Regis shook his head. “Lesser women would have crumbled.”
“Is that why you say sixteen, so you can call them women instead of girls?” Charlotte asked.
Regis paused. He had said that. “No,” he said. Then he frowned to himself. The term girl sounded—not weak, but without responsibility. So why did he think of Charlotte as the girl and the princess?
Because Charlotte the girl wasn’t the one who took the responsibility of a queen. She did, in some ways, but she was so young. So carefree.
“Girls aren’t the ones carrying backbreaking loads,” he said.
“So most females aren’t women,” Charlotte said, and Regis smiled, realizing he had implied that.
“I suppose I only apply that to teenagers—or worse, younger—who have that kind of load and carry it willingly.”
“So you could call a nine-year-old a woman?” she asked.
“I hope I never find out.”
Charlotte was quiet for a moment.
“I’m sorry,” Regis said. “That’s a serious topic, and this is a ball.”
“No,” she said, “this is a conversation.” She took a small treat from the table and tried it. “So,” she said, focusing in that, “have you had enough of watching me mutter darkly at papers?”
Regis paused, taking a moment to follow the topic jump. “Why?”
“It seems like it would be boring,” she said.
“The library isn’t bad,” he said.
“Is that all?” she asked.
“No.”
Charlotte was smiling, and shook her head. “I break quills in frustration and you don’t call me complaining and troublesome?”
“Complaining would be shirking,” he said. “As far as I can tell you still only complain about things you have a right to.”

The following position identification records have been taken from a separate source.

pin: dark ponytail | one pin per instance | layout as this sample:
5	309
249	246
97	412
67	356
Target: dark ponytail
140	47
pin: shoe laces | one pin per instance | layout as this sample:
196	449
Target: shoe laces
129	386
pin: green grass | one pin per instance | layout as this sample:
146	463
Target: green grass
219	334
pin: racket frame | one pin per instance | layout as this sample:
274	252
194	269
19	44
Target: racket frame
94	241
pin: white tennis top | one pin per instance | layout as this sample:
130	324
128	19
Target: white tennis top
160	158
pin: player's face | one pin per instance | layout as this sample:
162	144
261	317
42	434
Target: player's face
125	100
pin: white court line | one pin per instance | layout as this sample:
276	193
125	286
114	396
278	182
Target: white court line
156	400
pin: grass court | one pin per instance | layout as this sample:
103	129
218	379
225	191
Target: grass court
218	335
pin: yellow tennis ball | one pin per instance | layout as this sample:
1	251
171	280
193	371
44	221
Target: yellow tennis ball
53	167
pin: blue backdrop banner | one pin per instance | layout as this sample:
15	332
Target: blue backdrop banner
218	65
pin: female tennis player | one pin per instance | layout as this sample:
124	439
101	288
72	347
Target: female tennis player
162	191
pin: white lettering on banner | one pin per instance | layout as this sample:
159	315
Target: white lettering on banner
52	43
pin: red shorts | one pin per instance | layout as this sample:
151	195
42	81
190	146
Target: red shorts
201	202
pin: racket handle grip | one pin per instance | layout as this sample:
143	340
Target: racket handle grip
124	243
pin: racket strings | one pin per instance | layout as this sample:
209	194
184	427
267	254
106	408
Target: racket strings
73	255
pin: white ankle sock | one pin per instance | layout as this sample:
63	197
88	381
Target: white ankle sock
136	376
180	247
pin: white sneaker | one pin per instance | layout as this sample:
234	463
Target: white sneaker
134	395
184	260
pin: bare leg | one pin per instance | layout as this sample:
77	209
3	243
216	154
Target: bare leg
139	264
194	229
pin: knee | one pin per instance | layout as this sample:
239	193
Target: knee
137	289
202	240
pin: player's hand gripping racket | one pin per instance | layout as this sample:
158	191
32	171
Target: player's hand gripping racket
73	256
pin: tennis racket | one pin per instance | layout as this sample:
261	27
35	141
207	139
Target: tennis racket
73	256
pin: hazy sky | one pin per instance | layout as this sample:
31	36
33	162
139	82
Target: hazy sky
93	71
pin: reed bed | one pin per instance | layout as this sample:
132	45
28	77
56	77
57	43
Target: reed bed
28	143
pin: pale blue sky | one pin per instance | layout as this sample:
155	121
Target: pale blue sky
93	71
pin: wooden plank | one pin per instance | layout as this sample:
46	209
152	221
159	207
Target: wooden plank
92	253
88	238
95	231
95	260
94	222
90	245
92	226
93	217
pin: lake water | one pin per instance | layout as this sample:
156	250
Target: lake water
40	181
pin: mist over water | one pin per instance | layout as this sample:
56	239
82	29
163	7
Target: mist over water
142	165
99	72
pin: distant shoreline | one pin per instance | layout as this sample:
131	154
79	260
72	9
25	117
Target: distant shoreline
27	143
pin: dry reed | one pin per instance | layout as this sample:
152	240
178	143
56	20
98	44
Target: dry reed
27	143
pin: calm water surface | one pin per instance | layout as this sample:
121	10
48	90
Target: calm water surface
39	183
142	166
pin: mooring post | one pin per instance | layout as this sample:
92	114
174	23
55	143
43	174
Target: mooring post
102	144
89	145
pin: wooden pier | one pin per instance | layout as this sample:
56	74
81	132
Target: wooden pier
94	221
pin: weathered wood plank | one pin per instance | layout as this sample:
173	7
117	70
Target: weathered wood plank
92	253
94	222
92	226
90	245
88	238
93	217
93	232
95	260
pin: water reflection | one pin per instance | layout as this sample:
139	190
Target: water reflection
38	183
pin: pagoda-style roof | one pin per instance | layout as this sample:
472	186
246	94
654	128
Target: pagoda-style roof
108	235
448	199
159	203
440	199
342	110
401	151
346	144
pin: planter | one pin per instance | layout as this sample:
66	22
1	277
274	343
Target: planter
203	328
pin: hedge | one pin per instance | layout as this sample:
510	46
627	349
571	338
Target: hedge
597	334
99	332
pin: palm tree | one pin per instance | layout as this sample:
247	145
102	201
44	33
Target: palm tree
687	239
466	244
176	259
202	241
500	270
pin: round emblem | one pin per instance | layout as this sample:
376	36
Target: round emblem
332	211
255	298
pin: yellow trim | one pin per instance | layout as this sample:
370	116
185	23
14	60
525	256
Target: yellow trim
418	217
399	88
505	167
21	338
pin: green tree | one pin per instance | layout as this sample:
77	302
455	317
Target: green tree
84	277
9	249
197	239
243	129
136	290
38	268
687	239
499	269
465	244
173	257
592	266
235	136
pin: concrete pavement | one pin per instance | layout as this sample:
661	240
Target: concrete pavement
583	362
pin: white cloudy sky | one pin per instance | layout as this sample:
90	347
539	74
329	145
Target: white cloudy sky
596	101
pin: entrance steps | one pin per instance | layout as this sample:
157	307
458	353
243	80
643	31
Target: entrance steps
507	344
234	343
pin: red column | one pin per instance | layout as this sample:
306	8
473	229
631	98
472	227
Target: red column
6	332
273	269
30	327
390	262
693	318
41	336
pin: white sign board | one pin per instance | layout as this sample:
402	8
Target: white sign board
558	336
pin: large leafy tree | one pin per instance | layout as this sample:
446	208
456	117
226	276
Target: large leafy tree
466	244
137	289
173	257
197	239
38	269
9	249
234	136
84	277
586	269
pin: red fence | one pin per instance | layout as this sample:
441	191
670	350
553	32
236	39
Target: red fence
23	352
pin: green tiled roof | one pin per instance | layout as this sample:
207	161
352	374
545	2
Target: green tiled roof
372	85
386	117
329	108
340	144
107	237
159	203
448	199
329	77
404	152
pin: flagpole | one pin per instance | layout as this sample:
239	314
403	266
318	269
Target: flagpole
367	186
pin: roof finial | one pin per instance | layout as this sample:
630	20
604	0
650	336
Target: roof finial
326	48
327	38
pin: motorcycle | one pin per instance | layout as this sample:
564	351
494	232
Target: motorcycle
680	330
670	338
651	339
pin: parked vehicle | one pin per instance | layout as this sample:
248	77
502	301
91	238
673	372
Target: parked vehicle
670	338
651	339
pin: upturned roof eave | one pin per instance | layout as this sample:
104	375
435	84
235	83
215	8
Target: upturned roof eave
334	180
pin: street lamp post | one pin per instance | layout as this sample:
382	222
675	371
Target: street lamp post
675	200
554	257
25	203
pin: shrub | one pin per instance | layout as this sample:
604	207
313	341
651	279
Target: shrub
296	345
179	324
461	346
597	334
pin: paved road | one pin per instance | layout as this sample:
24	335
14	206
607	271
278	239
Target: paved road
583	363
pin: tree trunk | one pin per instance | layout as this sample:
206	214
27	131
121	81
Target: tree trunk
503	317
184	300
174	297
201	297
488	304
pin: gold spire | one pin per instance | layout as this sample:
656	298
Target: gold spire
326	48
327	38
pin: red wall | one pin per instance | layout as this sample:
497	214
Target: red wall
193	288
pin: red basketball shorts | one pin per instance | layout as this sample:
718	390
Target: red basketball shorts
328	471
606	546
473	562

“I complain about his majesty of Adife,” she said, trying to keep the smile on her face. “I should expect that.”
“Why would that make him any less unpleasant?” Regis asked.
“Alright, you don’t seem to mind much complaining,” Charlotte said. “But those quills are expensive.”
“Really?” he asked. “They look exactly like the ones Nem and I use, and Nem’s thrifty enough we get them from birds one of our neighbors plucks.”
“They can’t be that similar,” she said.
“Well, I haven’t seen yours up close,” he said, “but I swear they’re from the same type of bird.”
“Maybe it’s the cut that makes them expensive,” she said.
Regis shook his head, trying not to smile too much. She was just smiling, too, so he could hardly help it.
“And no,” he said, “that doesn’t make me think you’re troublesome.”
“Surely it’s a fault,” she said.
“I suppose,” he said. “I never said I thought you were flawless.”
Charlotte wasn’t smiling anymore. “Now that’s dangerous.”
“Why?” he asked.
“That’s a conversation for another time,” she said. “In the meantime, would you care to dance?”